A Reflection from the Christian Traditions:

MATTHEW 13: 1-9

by Thomas P. Bonacci, C.P.

Someone once said that life was a parable.  Indeed, we all have our stories and each and every one of us is a story to be told. If we appreciate the stories of our lives as parables, we can reach out to others with understanding, empathy, and practical compassion. As we share our stories with others, we gain insight into ourselves and others.
Jesus was a master of the story. His parables were anything but simple stories. Parables challenge us to see the extraordinary in the ordinary. Consider the time Jesus went down to the Lake. As the crowds gathered, he mused on a certain sower scattering seed in field. It seems the sower was somewhat extravagant by our standards. Ancients scattered the seed everywhere and anywhere hoping for an abundant harvest. 


As Jesus tells the story, the sower’s effort resulted in monumental failure. Sun, thorn, rock, dry land all contributed to the destruction of the seed and the failure of the harvest. Then, suddenly, Jesus concludes the parable with a surprise. The seed that fell on “good” ground yielded enough harvest to more than compensate for the failure. In terms of percentages, one quarter of the land and seed resulted in an overwhelming abundance. The sower, in the parable, is one amazing person. The courage and persistence of the sower was remarkable in the wake of the seventy-five percent failure.

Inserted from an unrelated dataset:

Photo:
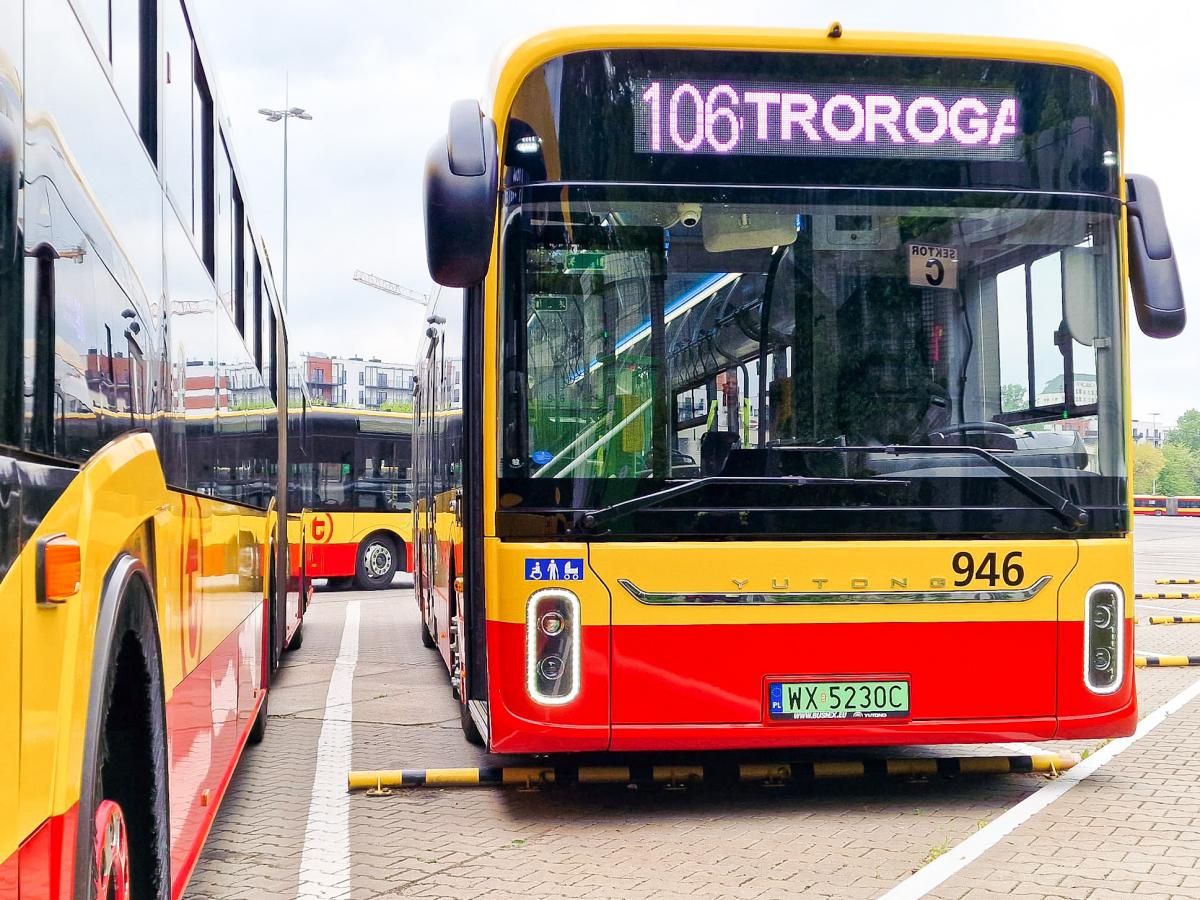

Typically, the parable of the “sower” is told as the parable of “seed.” We need to remember the seed found a home in the soil because of the courage, ingenuity, creativity, and persistence of the sower. 


Now is the time for us to think of all the “sowers” in our lives. We need to think about the thousands and thousands of people throughout the World who scatter the seed of their love, compassion, empathy, and encouragement in the soil of our hearts, minds, and lives. They take the chance, risking everything, for the sake of helping others. 


We might pause and call to mind those “sowers” of hope we know and hear about in the course of our daily lives. Think of those who risk their lives to scatter the seed of racial justice. Think of those who scatter the seed of their professional skills in caring for the sick and dying. Think of those who scatter the seed of truth in a World sometimes overwhelmed with stereotypes, misunderstandings, and fears. Think of those who scatter the seed of their lives for the sake of others. Like the sower in our parable, they are not tempted by success or failure. They take the chance that the harvest will be abundant against all odds. 


We need to go down to the Lake of the World and share a few parables hoping the seed of our courage will bless others. Let us forego the temptation to think our harvest needs to be abundant for our courage to be great and generous.


Thank you, Holy Community, for all the times you scattered the seed of yourself in the soil of another person’s need, fear, hurt, failure, or life.